Bonjour sieur- dijo mi voz sin voltear a verme. - Avez-vous bien dormi? (Dormiste bien?)- me preguntó al mismo tiempo que nuestras miradas por primera vez se encontraban

Cla..claro, claro que he dormido bien, pero que estás haciendo aquí, porque usas mi ropa- dije levantando la voz, es algo que simplemente no puedo evitar, siempre que lo hago en público pareciera que a todos les causa risa.

Haaa? ¿Después de que te arropé antes de salir para que no tuviera ni un poco de frio? Eres muy poco considerado- me dijo levantando también la voz.

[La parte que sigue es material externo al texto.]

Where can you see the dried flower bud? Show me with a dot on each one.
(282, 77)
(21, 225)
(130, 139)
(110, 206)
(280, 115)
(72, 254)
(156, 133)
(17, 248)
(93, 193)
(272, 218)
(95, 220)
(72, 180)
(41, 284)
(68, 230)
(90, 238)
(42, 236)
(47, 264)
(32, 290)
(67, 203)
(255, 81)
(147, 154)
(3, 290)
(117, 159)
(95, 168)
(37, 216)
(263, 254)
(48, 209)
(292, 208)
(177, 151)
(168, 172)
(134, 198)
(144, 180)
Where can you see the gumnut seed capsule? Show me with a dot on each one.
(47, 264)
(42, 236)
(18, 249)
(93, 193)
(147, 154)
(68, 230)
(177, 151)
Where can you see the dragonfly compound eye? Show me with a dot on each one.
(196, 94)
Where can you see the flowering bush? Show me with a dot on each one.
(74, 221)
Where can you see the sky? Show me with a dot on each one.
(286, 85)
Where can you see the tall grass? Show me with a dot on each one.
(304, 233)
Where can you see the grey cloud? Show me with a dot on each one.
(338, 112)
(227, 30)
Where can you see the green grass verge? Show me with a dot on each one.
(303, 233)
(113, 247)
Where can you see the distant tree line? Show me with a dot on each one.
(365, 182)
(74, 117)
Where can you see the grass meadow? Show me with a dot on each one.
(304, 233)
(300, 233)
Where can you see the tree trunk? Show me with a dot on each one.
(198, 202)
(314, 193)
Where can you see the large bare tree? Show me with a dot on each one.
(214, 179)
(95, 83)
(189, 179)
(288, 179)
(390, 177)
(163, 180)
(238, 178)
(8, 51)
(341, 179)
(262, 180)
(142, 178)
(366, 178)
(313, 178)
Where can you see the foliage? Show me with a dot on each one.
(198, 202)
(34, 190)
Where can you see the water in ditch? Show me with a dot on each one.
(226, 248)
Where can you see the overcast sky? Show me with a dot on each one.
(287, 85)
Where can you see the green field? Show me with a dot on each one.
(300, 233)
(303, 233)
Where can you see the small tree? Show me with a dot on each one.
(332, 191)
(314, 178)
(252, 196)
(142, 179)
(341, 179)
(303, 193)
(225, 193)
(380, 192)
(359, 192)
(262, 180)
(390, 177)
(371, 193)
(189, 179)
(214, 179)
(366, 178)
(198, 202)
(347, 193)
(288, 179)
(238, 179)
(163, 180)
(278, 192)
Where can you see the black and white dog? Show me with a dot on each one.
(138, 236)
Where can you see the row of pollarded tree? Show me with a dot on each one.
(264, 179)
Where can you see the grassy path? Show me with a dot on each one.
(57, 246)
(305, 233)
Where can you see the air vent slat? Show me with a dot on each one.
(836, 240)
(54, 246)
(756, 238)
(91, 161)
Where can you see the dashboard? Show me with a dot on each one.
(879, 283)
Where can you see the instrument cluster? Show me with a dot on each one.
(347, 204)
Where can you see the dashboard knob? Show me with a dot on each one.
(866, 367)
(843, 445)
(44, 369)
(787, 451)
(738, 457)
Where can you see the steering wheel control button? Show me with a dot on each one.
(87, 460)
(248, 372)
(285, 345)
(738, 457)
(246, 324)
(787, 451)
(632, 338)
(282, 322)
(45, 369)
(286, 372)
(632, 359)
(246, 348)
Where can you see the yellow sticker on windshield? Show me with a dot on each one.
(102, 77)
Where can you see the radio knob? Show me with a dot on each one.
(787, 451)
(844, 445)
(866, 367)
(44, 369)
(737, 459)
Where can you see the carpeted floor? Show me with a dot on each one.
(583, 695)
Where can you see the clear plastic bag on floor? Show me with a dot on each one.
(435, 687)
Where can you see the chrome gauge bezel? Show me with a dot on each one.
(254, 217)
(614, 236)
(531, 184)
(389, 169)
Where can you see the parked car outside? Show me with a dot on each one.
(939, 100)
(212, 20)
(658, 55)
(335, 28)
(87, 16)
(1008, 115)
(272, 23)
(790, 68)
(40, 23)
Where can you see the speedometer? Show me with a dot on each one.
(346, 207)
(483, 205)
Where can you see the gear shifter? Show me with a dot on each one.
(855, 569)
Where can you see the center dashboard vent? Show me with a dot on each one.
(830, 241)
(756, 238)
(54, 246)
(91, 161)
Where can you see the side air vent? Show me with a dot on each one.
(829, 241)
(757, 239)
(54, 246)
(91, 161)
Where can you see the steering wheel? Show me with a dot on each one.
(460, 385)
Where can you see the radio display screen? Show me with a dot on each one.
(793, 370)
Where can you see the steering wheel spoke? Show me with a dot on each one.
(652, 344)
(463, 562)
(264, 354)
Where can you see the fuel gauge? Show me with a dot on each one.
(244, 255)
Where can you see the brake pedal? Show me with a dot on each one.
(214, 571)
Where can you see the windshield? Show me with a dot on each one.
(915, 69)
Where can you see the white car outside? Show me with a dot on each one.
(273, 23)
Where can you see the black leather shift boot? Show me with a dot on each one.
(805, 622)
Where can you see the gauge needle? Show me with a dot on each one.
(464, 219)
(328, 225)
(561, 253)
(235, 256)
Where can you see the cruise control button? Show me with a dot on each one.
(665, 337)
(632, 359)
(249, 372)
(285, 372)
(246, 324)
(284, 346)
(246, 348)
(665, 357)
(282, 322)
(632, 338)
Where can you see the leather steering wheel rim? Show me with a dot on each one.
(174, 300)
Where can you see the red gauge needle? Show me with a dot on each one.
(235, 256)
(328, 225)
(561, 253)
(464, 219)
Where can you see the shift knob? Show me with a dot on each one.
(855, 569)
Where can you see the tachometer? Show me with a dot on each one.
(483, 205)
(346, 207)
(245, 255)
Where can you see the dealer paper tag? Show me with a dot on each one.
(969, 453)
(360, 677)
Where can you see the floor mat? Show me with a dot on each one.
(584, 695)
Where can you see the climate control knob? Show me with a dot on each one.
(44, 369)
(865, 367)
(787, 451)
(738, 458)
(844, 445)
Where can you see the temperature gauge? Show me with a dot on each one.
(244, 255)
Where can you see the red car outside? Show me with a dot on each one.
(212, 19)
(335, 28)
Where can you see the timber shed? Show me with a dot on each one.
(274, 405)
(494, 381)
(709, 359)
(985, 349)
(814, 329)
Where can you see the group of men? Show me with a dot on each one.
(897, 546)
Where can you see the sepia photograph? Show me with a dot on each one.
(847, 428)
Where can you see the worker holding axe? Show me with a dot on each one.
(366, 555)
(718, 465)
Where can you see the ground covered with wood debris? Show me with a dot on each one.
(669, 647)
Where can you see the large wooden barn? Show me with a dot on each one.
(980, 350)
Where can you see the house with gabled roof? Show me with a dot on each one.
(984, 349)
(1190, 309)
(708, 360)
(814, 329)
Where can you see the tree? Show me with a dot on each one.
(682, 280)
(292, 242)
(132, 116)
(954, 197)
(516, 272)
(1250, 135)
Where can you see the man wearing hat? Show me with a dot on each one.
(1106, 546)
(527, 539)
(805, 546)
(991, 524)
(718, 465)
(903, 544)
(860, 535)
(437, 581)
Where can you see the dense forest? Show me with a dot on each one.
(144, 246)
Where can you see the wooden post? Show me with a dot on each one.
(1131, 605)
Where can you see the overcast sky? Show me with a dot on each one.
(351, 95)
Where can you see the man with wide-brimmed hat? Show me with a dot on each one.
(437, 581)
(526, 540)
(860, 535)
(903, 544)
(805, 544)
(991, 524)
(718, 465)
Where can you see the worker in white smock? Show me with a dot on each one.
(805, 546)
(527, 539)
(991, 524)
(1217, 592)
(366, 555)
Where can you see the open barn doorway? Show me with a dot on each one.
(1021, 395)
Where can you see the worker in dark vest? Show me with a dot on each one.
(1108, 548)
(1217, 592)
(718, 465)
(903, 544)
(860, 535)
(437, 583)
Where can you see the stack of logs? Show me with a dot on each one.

Pero si fuiste tú el que llegó sin previo aviso, es más no deberías estar aquí, porque estas en este lugar, este no es tu mundo, es más tu mundo no existe-

Tienes razón este no es mi mundo, es feo, mira estas dimensiones, son raras, en donde está mi perfil luminosos, los brillos en mis ojos, la fascinante textura de mi ser-

Fascinante? ¿Estás bromeando? Siempre presumes de lo que no eres, te crees el mejor cuando Igirisu es mejor que tu, incluso América es mejor que tu, idiota sexual-

Como es que sabes de America e Iirisu- me cuestionó cambiando el semblante, ahora el pervertido parecía ser yo, porque lo dije como si lo espiara o algo así. –Esto está mal, tú no deberías estar aquí, debo hablar con alguien sobre esto-

También estoy preocupado, se supone que entraría a junta con los demás países del G20 pero ahora estoy aquí, ¿exactamente qué pasó?-

Ni yo lo sé, pero lo voy a averiguar, mientras ven, tengo hambre, prepararé el desayuno, tienes suerte de que hoy me toque estar todo el día en las grabaciones de Hetalia-

¿Hetalia? ¿Como la canción que cantamos todos por culpa de Italia?- me dijo un poco sorprendido.

Vamos, mas tarde lo entenderás- le contesté al momento que entraba nuevamente a la casa.

Tras desayunar y prepararnos para salir al trabajo llegamos al set de grabación. Y al entrar pudimos ver a otro rubio sentado con las piernas cruzadas al lado de Noriaki.

Igirisu!- gritó sorprendido el francés.

O..omai- respondió el Ingles poniéndose de pie, esto se estaba volviendo un problema.